Bronte sent him a startled look, casting around in her mind, and finally realized that she had been very vocal. To make things worse, they’d been in the shower, which had no doubt magnified the sounds. It had seemed to at the time, but she’d been too caught up to worry about the fact that the walls of the cubicle seemed to have a megaphone effect on every sound. She reddened with discomfort. “Whatever you think, I was not trying to be heard!” she said testily.

“You just couldn’t help yourself?” he asked coolly.

She glared at him. “NO, I couldn’t!” she snapped, too angry now herself to even want to try to explain that it was the acoustical effects of the shower and probably the water, as well.

She slipped away from him then. Retreating to a safe distance and setting her jaw, she looked at the three men studying her with bravado born of fear. “You kidnapped me,” she said tightly. “Stole me away from my home, my life, and … everything. You’ve made it abundantly clear how you feel about humans in general … and me in particular. I don’t owe you a damned thing! Any of you. I can’t be unfaithful by having sex with whoever I feel like having sex with because I have no ties to bind me to any of you—not legal, and certainly not emotional!

“I didn’t make you fight. You decided to do that on your own, and while you’re accusing me of wanting it to happen, or manipulating you to make it happen, you might want to consider how well you’re going to get along if nobody is getting pussy … or if I decide to chose just one and ignore the other two!”

The three men exchanged looks of discomfort. Gabriel frowned, seemed to hesitate and finally spoke. “Does that mean you would or would not consider a legal binding?” he asked finally.

Bronte stared at him blankly, feeling real anger. If that wasn’t just like men, damn them! They hadn’t heard one damned word she’d said beyond the part they were really interested in.

“Not now, Gabriel,” Gideon growled, a warning note in his voice.

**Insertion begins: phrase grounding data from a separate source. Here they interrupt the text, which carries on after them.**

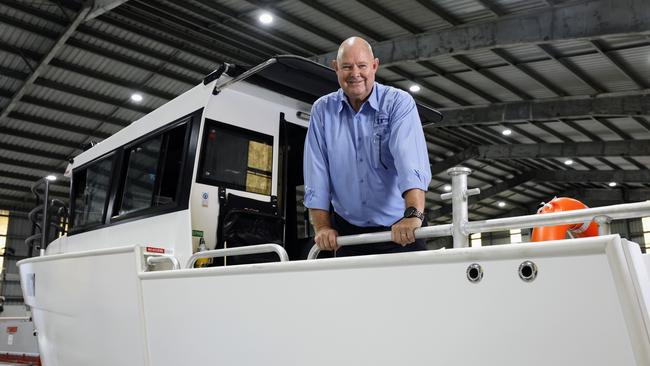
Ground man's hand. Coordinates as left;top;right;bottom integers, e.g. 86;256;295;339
391;217;422;246
315;227;339;251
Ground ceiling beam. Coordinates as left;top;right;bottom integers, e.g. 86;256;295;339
0;66;154;115
86;0;130;20
313;0;650;67
436;93;650;126
0;4;90;123
432;140;650;175
0;40;177;101
536;170;650;183
568;188;650;203
475;0;506;17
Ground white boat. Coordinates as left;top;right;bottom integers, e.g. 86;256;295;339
17;56;650;366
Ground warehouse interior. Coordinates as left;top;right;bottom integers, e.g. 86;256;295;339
0;0;649;319
1;0;650;364
2;0;650;300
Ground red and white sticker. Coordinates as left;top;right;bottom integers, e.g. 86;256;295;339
145;247;166;254
6;326;17;334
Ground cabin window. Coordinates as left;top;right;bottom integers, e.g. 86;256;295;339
199;120;273;195
72;155;114;228
116;123;187;216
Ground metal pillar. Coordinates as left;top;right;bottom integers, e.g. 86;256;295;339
40;178;50;256
594;215;612;236
441;167;480;248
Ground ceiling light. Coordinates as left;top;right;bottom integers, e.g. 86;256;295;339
45;175;57;181
259;12;273;24
443;184;452;192
409;84;421;93
502;129;512;136
130;93;143;103
564;159;574;165
609;182;617;187
498;201;506;207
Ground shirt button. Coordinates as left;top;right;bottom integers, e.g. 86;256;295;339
362;201;366;205
360;179;364;183
359;158;363;162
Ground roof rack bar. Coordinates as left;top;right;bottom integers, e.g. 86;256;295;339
213;58;277;94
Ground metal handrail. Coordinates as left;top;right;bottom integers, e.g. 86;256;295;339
464;200;650;235
307;224;452;260
146;255;181;270
305;200;650;260
185;244;289;268
0;317;31;321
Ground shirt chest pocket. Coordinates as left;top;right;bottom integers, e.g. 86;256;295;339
371;116;391;170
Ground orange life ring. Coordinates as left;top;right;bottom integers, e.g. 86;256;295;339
531;197;599;242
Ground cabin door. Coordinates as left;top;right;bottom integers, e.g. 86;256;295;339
279;114;315;259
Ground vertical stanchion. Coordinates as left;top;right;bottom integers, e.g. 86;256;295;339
440;167;480;248
594;215;612;236
40;178;50;256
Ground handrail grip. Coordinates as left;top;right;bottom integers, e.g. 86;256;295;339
146;255;181;270
0;317;31;321
185;244;289;268
307;224;453;260
306;200;650;260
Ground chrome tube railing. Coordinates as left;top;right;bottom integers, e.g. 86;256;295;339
186;244;289;268
306;224;453;260
464;201;650;235
306;201;650;260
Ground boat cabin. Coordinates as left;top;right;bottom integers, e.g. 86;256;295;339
51;56;442;265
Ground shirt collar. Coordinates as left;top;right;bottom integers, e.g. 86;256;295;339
336;82;380;113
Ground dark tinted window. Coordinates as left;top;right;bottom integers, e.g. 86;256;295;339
199;121;273;195
72;155;114;228
116;123;187;216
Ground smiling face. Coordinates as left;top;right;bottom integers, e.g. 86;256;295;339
332;37;379;110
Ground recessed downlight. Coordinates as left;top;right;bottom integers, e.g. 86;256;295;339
259;12;273;24
502;129;512;136
564;159;574;165
409;84;421;93
498;201;506;208
130;93;143;103
609;182;617;187
443;184;452;192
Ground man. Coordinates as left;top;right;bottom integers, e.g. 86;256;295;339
303;36;432;256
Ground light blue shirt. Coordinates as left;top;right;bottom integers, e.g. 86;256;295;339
303;82;431;227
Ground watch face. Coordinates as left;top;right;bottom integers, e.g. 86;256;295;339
404;207;416;217
404;206;423;221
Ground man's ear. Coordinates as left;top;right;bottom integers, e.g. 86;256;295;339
331;59;338;71
373;58;379;70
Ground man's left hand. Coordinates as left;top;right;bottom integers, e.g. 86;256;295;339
391;217;422;246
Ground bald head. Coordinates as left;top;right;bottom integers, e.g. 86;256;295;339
336;37;374;64
332;36;379;111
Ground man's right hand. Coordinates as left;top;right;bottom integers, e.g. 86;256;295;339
315;227;339;251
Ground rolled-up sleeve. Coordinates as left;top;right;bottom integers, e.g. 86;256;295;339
303;100;331;210
388;92;432;194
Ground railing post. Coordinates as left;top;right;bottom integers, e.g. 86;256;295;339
40;178;50;256
594;215;612;236
441;167;479;248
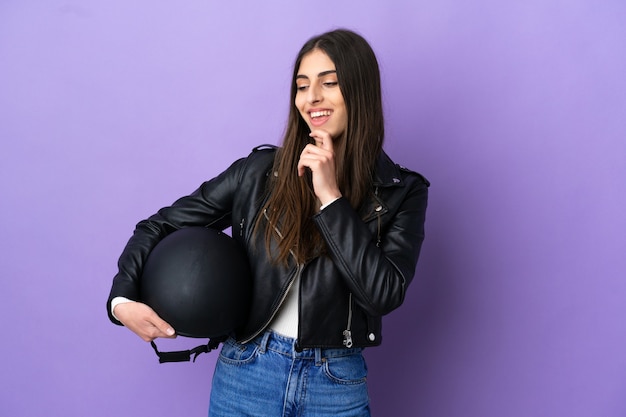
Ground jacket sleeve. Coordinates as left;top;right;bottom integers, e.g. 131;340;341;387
106;156;248;325
313;174;429;316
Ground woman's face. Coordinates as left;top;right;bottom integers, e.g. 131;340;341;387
294;49;347;139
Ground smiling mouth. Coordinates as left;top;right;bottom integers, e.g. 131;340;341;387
310;110;332;118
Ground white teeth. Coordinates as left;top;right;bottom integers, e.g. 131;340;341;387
310;110;331;118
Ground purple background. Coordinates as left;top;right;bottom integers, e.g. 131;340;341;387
1;1;625;416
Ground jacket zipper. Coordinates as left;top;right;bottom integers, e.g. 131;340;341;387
242;209;355;348
342;186;380;346
241;264;303;344
343;293;353;348
240;210;302;344
343;189;383;347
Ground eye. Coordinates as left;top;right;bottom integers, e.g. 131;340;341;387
296;84;309;91
323;81;338;88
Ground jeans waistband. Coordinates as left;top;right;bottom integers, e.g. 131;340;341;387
252;331;362;362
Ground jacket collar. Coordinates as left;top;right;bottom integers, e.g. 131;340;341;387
373;150;403;187
359;151;404;223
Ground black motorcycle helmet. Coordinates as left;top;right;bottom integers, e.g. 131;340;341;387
140;226;252;362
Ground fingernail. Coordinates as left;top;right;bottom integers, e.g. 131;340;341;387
166;328;175;336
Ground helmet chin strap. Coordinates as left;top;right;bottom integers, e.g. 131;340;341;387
150;336;226;363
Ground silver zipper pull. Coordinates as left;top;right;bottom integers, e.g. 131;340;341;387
343;329;353;348
239;218;245;236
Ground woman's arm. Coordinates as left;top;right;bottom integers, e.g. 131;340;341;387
314;174;429;316
106;156;248;325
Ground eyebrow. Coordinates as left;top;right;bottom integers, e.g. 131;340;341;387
296;70;337;80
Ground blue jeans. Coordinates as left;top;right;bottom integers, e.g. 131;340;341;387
209;331;370;417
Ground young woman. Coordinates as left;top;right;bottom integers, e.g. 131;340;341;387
107;28;429;417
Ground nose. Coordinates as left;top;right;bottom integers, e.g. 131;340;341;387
307;83;322;104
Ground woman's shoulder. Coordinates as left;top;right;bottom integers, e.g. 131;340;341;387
247;144;278;163
232;144;279;182
396;164;430;187
235;144;278;165
377;151;430;188
250;143;279;154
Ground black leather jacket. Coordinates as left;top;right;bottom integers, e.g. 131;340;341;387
107;145;429;349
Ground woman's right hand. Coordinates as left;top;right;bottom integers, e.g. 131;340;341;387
113;301;176;342
297;129;342;206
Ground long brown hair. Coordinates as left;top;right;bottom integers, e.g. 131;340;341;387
257;29;385;265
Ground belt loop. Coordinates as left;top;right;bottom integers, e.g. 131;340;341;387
315;348;322;366
258;331;271;354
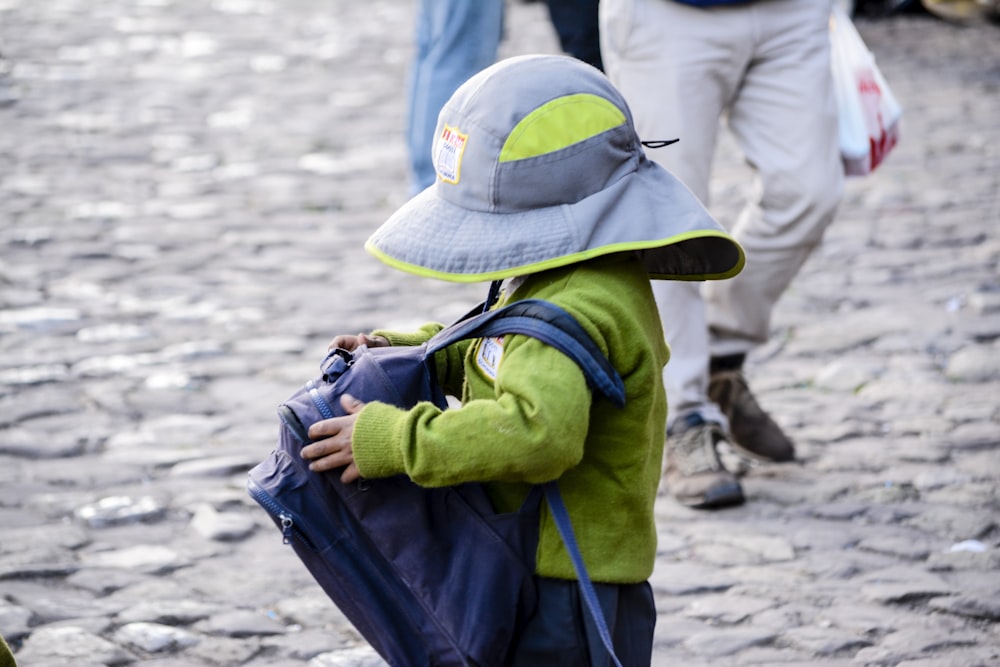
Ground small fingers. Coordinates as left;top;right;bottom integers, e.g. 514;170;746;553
340;463;361;484
300;437;334;460
328;334;358;351
326;333;388;351
359;334;390;348
308;417;341;440
340;394;364;413
308;452;352;473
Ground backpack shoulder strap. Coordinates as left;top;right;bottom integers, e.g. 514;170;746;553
424;299;626;408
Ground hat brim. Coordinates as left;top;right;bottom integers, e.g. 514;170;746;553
366;158;745;283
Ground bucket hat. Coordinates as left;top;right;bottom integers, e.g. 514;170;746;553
366;54;744;283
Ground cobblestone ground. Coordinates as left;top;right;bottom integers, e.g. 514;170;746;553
1;1;998;665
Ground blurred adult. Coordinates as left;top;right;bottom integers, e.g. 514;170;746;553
601;0;845;508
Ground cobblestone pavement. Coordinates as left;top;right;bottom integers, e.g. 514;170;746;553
1;1;998;665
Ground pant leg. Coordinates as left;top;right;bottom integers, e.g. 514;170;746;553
706;0;844;357
508;578;655;667
601;0;750;427
582;581;656;667
406;0;503;195
509;578;590;666
543;0;604;71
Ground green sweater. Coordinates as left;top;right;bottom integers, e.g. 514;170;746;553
352;254;669;583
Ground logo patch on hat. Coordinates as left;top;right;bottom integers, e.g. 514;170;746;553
436;125;468;185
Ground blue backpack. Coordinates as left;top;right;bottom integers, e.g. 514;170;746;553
247;298;626;667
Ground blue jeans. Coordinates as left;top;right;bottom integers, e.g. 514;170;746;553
406;0;503;195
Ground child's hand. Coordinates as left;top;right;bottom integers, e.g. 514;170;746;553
327;333;390;352
301;394;366;483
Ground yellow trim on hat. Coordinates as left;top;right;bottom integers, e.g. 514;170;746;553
499;94;627;163
365;232;745;284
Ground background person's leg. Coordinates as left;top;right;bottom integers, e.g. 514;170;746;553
542;0;603;70
601;0;756;508
704;0;844;462
602;0;745;428
406;0;503;195
707;0;843;358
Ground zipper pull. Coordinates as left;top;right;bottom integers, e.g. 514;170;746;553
279;513;294;544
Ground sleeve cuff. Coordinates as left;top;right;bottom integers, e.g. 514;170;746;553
352;401;408;479
371;322;443;348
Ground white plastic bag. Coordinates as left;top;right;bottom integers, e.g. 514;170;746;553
829;6;902;176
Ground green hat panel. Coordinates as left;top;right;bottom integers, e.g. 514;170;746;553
499;94;627;163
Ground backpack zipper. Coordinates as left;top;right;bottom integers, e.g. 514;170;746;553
247;479;316;549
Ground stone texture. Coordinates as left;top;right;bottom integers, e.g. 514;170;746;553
1;3;998;666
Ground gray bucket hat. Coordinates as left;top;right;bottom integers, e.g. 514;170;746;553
366;54;744;283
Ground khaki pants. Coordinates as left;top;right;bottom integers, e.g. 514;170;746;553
601;0;844;428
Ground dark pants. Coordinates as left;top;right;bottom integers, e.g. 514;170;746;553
507;577;656;666
543;0;604;71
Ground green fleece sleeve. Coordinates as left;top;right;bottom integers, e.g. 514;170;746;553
350;401;411;478
351;335;592;487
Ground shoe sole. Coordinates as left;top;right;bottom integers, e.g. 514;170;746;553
674;481;745;510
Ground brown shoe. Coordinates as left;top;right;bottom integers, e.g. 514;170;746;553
708;369;795;462
664;417;745;509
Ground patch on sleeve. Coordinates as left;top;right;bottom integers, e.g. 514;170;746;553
435;125;468;185
474;335;504;381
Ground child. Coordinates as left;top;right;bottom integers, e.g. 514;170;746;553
301;54;743;666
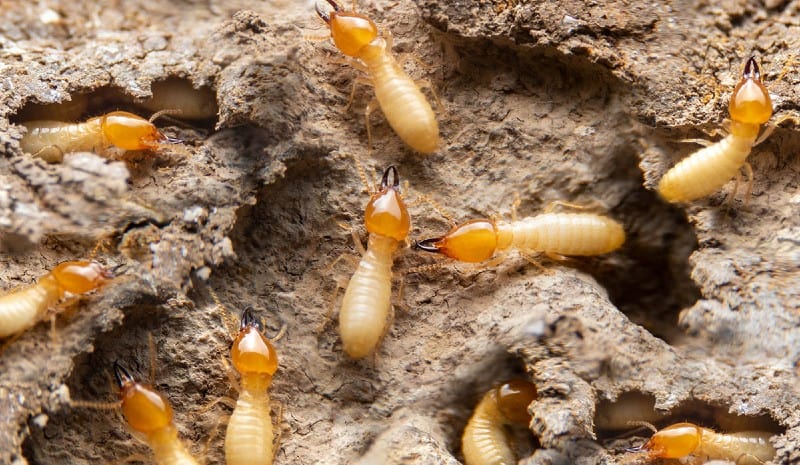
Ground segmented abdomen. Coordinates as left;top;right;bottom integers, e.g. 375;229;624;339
657;134;755;203
339;234;398;359
696;430;775;465
0;282;58;338
508;213;625;256
225;389;273;465
147;427;200;465
367;55;439;154
462;392;516;465
20;118;103;155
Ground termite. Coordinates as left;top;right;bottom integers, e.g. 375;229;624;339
315;0;440;154
136;78;219;120
462;379;538;465
19;110;182;163
0;260;114;339
414;202;625;265
339;165;410;359
225;307;280;465
657;57;773;203
113;361;201;465
631;422;775;465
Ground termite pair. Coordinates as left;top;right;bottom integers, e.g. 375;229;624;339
631;422;775;465
657;57;775;203
19;110;183;163
315;0;440;154
0;260;114;339
462;379;537;465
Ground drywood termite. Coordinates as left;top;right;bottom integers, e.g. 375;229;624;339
657;57;774;203
462;379;537;465
0;260;114;339
20;110;183;163
339;165;410;359
113;362;201;465
414;201;625;265
630;422;775;465
315;0;440;154
225;307;280;465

Jerico caught his arm, jerking his head toward the other end of the room. Gideon rolled his eyes, but they moved a little way away from Bronte—for all the good that did! She could hear them perfectly well despite the lower pitch of their voices.

“We are running out of time,” Jerico pointed out.

Gideon sent him a look of disgust. “I do not think discussing a contract will constitute courtship,” he said through gritted teeth.

Jerico glared back at him. “It may have escaped your notice, but we have made no progress at all in that direction that I can see beyond the fact that she has stopped hiding whenever we come to blows and now only looks at us as if we are mindless brutes instead of monsters! At this rate, we will be home and it will be a moot question!”

“Jerico is right,” Gabriel, who’d joined them, put in. “We do not have time to figure out how to go about it, develop any skill at it, and overcome her distrust. If someone else had captured her … maybe. But I have a very bad feeling that being our prisoner is not going to make her feel at all kindly toward us … or receptive even if we were very good at courting, which you know we are not. She is very reasonable, to my thinking, for a woman. Why not just ask her to contract?” He turned to study her for a long moment. “To consider a contract,” he amended.

Gideon’s lips tightened. He sent Bronte a hard, assessing look. “She will only throw it our faces if she knows what we want, and use it against us.”

“I am a man of action. I know what to do in battle,” Gabriel pointed out. “In this situation, I do not, and I am becoming convinced that I will not figure it out, either. We do not have the intel to properly assess the situation, nor do we have the time to collect it and evaluate it. You did not consider that when you decided upon this plan!”

Gideon narrowed his eyes at him. “I did consider that,” he said coolly. “It is sometimes necessary to improvise, however, when you are in the field and can not assess needed supplies, intel, or equipment!”